When I just said the paintings of Basquiat were a shock, I think of this as something necessary for a painting. Not necessarily in a formal way of being somewhat brutal or edgy, but in a way that it does something to you, that it is getting under your skin, crawls into your mind, touches your heart and leaves you with the deepest wish for seeing it over and over again.
Tolstoi says the real artwork infects you with the same feeling the artist felt by creating it. I like that thought. And as a painter I expect from a painting that it makes me wanting to go back to my own paintings as soon as possible to do better.
Your paintings have an atmosphere, I’d say a certain light, which is not any specific light, not of the sun nor shed by artificial means, more like a dream theater. Could you say something about the Light in your paintings?
Yeah, the light is one of the most important things – which in my opinion applies to painting in general- and it is set as an in-between, neither day nor night.
My paintings exist in a twilight zone, a time and situation of no more and not yet, things ending and/or about to come. Is it the light of the Holy Saturday, the day after Good Friday, the day after the crucifixion but before the resurrection? Maybe.

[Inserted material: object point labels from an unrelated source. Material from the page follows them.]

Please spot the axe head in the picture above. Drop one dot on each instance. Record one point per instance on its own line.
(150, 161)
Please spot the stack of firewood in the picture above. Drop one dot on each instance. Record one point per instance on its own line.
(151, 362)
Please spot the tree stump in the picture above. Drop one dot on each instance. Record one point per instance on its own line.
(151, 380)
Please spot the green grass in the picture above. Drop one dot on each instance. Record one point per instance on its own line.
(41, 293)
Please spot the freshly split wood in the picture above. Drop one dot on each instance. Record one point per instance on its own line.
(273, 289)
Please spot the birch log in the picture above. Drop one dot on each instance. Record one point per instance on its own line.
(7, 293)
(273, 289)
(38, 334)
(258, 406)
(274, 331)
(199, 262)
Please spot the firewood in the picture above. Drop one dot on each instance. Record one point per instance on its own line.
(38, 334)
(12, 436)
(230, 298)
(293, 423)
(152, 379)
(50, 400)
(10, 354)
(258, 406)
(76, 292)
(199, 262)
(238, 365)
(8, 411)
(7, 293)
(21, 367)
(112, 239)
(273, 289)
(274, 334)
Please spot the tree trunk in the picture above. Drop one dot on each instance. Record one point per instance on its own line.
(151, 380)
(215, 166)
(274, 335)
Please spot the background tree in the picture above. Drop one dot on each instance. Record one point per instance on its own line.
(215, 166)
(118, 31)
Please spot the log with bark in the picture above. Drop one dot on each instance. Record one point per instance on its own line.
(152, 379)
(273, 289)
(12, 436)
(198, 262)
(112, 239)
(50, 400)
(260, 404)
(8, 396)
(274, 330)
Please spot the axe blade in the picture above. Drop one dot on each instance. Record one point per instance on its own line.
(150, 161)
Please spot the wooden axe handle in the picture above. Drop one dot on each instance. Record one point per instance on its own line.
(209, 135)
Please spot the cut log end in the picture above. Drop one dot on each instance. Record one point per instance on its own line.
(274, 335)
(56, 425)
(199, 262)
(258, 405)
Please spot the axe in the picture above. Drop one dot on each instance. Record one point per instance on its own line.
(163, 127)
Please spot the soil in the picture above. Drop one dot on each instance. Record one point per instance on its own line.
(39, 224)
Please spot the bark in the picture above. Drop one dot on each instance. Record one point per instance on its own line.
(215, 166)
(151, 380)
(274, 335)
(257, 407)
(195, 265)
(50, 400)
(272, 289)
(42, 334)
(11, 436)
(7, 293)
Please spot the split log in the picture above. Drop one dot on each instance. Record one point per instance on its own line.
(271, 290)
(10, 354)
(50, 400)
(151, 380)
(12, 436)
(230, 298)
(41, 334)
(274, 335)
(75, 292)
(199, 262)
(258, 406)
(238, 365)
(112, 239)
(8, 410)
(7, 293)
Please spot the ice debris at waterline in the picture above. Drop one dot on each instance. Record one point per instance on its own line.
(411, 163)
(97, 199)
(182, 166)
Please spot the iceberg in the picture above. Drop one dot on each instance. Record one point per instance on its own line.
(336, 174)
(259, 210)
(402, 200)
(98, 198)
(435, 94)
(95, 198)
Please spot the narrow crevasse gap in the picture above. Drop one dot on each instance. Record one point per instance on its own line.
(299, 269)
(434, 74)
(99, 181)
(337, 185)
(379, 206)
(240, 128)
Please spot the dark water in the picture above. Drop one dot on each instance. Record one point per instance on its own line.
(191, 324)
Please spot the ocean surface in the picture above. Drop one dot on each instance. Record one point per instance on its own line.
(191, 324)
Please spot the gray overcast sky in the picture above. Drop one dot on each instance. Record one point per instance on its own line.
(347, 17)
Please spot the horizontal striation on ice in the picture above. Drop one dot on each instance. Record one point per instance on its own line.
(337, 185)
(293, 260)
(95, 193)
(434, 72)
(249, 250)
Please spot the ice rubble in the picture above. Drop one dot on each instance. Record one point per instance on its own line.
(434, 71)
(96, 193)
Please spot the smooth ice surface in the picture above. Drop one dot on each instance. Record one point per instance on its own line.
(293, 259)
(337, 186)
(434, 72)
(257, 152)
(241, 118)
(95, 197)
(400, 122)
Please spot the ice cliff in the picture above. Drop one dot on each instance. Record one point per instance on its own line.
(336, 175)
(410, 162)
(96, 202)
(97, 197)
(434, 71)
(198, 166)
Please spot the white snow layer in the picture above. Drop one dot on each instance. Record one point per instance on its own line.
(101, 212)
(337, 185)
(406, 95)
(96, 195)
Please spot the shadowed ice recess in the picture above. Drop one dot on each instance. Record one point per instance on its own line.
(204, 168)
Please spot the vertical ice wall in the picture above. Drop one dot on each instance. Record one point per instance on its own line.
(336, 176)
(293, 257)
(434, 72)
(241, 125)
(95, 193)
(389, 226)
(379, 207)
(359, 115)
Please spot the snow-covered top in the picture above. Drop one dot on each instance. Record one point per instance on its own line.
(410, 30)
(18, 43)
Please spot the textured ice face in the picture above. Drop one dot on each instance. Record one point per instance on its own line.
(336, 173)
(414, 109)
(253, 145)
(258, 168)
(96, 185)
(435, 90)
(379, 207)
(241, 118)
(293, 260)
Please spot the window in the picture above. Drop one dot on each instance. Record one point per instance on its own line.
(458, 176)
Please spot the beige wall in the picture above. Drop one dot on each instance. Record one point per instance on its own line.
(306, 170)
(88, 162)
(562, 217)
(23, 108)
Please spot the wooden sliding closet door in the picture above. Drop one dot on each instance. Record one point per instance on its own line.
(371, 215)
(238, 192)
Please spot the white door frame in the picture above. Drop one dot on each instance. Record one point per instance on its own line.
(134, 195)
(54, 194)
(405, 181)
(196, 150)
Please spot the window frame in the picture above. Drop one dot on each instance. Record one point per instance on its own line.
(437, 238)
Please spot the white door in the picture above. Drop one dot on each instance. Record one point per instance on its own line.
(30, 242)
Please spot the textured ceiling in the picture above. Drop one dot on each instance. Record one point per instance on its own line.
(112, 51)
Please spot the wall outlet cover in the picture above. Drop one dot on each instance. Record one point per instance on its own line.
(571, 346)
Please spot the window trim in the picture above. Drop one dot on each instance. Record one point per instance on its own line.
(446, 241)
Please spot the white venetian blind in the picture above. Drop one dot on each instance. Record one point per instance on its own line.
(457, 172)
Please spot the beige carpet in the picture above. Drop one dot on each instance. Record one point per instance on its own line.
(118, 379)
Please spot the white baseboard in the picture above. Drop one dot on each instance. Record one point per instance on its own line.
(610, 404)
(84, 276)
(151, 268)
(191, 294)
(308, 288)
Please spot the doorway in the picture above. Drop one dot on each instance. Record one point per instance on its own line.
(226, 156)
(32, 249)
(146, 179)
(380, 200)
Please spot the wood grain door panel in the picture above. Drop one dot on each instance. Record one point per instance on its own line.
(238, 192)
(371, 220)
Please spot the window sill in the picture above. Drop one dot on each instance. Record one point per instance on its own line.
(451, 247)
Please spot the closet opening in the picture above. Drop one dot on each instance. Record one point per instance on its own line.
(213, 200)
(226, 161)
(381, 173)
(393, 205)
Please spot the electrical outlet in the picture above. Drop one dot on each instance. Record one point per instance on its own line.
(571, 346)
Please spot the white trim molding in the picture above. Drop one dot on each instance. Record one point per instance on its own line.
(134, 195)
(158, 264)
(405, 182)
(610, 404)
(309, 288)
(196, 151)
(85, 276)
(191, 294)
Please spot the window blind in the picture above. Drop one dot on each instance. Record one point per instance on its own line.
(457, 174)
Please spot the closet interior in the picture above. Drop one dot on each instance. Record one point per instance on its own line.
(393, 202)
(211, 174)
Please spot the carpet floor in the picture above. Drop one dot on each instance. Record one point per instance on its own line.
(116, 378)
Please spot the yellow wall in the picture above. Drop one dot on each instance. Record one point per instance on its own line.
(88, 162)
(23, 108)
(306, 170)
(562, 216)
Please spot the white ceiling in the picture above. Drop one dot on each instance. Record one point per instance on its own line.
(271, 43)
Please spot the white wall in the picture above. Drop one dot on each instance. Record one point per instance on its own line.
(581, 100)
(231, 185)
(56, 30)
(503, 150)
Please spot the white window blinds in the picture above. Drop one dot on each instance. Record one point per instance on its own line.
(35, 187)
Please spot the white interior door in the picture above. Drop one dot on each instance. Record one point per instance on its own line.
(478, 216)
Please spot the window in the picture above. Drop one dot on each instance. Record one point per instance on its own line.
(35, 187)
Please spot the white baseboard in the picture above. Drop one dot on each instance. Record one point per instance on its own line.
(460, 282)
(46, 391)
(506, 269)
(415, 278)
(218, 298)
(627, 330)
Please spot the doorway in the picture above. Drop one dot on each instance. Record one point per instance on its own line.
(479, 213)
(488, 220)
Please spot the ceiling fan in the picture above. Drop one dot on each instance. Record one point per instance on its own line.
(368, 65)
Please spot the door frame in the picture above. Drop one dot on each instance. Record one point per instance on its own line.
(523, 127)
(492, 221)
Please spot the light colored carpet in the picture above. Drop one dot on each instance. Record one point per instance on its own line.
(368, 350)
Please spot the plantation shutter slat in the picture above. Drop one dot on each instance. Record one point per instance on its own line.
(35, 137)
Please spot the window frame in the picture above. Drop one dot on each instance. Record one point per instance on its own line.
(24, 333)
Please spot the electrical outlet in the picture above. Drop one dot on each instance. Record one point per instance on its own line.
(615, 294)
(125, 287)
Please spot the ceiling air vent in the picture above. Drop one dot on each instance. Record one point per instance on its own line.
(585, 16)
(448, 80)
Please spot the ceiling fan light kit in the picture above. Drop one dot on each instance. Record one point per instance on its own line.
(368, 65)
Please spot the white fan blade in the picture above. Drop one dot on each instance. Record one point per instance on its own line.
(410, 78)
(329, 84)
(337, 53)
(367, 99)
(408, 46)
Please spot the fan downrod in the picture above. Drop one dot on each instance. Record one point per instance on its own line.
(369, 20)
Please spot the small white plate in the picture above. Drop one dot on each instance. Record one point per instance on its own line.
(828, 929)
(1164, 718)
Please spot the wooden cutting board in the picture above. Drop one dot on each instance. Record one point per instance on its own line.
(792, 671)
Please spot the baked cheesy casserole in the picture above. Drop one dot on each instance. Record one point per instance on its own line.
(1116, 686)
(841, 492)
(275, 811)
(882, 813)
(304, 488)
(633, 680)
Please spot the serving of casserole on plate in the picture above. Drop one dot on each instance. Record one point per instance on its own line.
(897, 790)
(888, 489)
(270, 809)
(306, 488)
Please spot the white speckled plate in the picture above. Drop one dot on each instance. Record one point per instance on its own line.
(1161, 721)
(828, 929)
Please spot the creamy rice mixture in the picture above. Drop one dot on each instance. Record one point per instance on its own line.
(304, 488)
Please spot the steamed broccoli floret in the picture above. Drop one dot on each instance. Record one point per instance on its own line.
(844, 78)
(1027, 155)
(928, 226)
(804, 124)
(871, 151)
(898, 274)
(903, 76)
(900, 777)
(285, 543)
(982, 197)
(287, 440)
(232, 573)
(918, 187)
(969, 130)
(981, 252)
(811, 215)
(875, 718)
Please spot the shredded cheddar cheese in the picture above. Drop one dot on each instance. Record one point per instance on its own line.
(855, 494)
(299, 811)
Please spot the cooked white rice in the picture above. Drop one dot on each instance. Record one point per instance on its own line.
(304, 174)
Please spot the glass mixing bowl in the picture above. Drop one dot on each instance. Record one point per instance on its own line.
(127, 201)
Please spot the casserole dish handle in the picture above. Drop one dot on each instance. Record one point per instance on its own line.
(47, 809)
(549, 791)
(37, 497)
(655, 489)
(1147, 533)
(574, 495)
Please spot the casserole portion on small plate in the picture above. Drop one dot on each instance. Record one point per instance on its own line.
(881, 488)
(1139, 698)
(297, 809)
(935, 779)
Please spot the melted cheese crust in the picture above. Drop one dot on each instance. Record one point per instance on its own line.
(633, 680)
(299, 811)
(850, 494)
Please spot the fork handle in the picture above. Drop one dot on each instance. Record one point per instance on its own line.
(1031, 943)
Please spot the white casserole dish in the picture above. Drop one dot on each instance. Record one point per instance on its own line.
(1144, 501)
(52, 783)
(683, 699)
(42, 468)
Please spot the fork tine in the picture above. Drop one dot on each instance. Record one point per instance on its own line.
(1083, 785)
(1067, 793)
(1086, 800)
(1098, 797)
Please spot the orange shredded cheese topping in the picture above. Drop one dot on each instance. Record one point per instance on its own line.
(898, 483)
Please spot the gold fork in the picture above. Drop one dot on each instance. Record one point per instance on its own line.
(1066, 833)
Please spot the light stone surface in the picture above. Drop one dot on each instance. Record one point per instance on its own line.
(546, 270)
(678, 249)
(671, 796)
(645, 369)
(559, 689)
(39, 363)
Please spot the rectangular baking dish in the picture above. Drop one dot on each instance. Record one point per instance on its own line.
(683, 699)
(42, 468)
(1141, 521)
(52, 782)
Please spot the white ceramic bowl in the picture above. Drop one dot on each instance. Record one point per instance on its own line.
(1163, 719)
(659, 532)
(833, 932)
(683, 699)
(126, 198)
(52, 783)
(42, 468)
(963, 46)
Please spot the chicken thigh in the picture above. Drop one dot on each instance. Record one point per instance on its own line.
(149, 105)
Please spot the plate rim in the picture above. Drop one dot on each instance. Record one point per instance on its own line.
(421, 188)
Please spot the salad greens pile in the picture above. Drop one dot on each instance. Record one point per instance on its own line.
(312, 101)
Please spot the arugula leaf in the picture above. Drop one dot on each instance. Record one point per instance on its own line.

It is a situation of disillusion, with shattered expectations and unpredictable hopes. If you want to put it in modern words: after we’ve realized unlimited growth has come to its end and we’re at the dawn of an unforeseeable future. But there is hope, the light itself says so. I’m using it as a reminiscence, a background radiation for the Holy, the transcendental, the intangible. All my paintings are equipped with this link.
There’s drama in most of your paintings, there is action, it seems to be slow-motion, paused, meditative, as if the protagonists are waiting for something to happen, sometimes they seem to be listening. Could you say something about your scenes? Where do they come from?
Like I mentioned before I read a lot as a kid, fairytales of course but adventure stories as well, Karl May, Mark Twain, Jack London when I was younger, William Blake, Aldous Huxley, Hermann Hesse as an adolescent. Like every young one I would identify with the heroes of these books (my favorite book from then by the way stems from Liselotte Welskopf-Henrich, an East German writer who would describe the fight for freedom and independency of a small group of Native Americans belonging to one of the Dakota tribes in the late 19th century) but became more and more fascinated by the ambiguous symptoms of most characters be it good or bad. I studied the Bible a bit, all the complex figures like Jakob, Josef, Mose, Saul, David. No bright heroes at all but deeply human.
With the experience of 1989, that one worldview, one conviction could be easily exchanged for another within days, weeks and with a kind of disappointment about what happened afterwards I myself turned to become more of a visitor, an observer that wouldn’t fight the complexity of the world but would embark on a personal journey. So my protagonists are not heroes, they are more likely to be patient sufferers. The exotic in my paintings is part of that journey, part of that urge for another utopia. My palms, moons and sunsets are protective shields against the impertinence of the everyday, the stupidity, the mediocrity, the sheer intellectual.